Nakimuli-Mpungu graduated in Medicine from Makerere University‘s Faculty of Health Sciences in 1998. After obtaining her PhD, her mother’s advice was to not just be a doctor, but “one who does good to people”. Her career started in Kampala in the surgical department, then continued with children. From 2001 to 2012 she worked in psychiatric care at Butabika National Referral Mental Hospital. In 2006, she resumed graduate studies in Psychiatry at Makerere University’s College of Health Sciences and was awarded an MA. In 2012, she received a doctorate in psychiatric epidemiology from Johns Hopkins University in Baltimore, USA.

While working at Butabika Hospital, Nakimuli-Mpungu noticed a large number of HIV/AIDS patients were admitted, also suffering from serious mental health problems. She realised that at the time, nobody knew how to help them. “There was this idea in the medical community that they were beyond help”, she said. This spurred her on to undertake her own research and observations, confirming that HIV-positive individuals are more likely to be diagnosed with depression, in part due to the stigma surrounding the disease.

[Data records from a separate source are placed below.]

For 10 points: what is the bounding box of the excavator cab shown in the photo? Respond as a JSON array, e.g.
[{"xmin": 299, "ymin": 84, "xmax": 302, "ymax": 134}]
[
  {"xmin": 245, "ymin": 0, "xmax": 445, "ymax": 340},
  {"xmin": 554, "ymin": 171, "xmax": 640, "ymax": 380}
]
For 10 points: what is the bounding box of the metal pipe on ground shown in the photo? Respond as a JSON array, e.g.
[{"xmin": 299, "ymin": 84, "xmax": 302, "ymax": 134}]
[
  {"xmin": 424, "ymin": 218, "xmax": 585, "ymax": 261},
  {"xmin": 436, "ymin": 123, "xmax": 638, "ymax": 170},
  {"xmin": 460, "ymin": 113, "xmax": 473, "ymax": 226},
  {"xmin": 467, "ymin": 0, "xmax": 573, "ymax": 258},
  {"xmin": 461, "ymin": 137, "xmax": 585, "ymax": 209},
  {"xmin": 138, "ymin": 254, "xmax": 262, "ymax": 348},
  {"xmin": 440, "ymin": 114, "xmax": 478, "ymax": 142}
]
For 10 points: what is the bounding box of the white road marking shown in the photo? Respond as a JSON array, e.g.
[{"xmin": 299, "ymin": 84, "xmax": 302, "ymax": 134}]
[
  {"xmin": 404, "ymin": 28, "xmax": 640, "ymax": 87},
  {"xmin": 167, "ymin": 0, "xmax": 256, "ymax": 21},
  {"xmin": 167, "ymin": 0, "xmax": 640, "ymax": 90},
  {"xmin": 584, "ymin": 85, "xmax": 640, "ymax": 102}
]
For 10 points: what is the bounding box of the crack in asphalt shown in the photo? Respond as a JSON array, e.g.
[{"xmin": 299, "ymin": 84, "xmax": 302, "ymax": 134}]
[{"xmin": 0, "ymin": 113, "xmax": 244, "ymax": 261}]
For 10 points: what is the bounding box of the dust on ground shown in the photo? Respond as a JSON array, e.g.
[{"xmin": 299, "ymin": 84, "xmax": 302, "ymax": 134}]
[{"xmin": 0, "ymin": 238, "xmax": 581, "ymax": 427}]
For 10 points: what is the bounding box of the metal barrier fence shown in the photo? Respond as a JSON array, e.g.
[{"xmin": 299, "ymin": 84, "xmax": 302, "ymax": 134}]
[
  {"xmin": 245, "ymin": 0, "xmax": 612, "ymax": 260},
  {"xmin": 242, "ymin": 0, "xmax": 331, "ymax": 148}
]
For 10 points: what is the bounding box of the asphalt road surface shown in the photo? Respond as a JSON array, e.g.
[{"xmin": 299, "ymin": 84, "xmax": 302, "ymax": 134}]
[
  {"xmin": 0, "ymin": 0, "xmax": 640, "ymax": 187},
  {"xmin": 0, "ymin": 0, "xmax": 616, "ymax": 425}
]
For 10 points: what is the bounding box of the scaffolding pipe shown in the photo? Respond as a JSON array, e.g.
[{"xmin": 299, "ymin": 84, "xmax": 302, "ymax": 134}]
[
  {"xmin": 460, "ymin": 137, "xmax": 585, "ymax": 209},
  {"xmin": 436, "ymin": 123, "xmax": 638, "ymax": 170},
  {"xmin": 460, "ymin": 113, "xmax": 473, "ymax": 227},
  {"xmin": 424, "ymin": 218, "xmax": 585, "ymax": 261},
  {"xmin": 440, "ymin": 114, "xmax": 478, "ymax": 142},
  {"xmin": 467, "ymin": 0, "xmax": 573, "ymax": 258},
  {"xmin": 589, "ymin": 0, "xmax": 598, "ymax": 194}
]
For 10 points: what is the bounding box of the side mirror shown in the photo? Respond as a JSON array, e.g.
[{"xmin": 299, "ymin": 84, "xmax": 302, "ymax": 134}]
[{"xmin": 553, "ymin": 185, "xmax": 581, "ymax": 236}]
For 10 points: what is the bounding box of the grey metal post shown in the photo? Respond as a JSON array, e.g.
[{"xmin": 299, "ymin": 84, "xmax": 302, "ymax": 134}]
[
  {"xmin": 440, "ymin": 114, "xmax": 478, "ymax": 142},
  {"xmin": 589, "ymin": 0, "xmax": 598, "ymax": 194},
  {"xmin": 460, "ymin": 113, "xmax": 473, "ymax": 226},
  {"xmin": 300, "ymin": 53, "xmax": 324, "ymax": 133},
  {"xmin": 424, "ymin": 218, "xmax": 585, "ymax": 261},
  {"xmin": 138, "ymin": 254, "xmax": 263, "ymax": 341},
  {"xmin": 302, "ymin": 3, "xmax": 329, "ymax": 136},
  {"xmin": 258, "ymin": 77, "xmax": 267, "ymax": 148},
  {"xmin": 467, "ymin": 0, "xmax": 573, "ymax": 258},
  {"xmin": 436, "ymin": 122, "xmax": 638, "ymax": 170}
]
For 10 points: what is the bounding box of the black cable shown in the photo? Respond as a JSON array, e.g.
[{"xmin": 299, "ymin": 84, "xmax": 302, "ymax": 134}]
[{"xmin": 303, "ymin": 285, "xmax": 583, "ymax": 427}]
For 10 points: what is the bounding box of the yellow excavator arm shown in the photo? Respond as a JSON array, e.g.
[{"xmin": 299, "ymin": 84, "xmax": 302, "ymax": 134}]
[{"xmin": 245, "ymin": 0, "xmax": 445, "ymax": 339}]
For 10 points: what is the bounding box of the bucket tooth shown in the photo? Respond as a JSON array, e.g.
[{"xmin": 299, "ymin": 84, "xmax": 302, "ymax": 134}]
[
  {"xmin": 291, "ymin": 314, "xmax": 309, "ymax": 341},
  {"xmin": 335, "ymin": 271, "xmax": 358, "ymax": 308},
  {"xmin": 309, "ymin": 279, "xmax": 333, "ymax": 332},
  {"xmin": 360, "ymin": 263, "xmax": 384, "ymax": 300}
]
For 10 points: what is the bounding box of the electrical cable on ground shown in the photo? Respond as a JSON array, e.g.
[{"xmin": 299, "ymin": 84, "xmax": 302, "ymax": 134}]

One symptom of depression is neglect of self-care, which for some HIV patients means not taking their medication. Nakimuli-Mpungu felt there could be a dual approach to the two diseases. However, at the time there was nothing published in scientific literature which could serve as a basis for implementation of such a treatment.

She launched a research programme to explore the possibilities of a treatment addressing both issues. Since most medical centres in Uganda lack funding, as well as training for and staff to work on mental health care, Nakimuli-Mpungu focussed on the potential of group therapy as a treatment. Her first pilot programme recruited 150 people with HIV and concomitant depression. The recruits were split into two groups: one group received Nakimuli-Mpungu’s group therapy sessions, the other standard HIV education sessions at a clinic. Whilst over time all patients’ depression decreased, the group therapy saw a continuation of decrease of depression even after the sessions ended.

This initial study led to a larger programme, which started in 2016. In this instance, 1140 patients were treated at over 40 health centres across northern Uganda. Again, participants were split into two: one half received “culturally appropriate psychotherapy,” while the others received general HIV education. This time, treatments were provided by trained, non-professional healthcare workers over a course of eight weeks. The group undergoing psychotherapy showed less incidences of major depression than the other group. It also showed reduced symptoms of PTSD, greater adherence to medication and lower rates of alcohol abuse, among other outcomes. Positive outcomes were most notable among male patients.

Awards

  • The 2005 International ASTRAZENECA/APIRE Young Minds in Psychiatry Award.
  • The 2007 International FulbrightScience & Technology Award.
  • The 2016 Ugandan Presidential National Independence Medal of Honour.
  • The Elsevier Foundation Awardfor Early Career Women Scientists in Biological Sciences in the Developing World in 2016.
  • She was also on the 2020 BBC’s annual most influential 100 Women2020.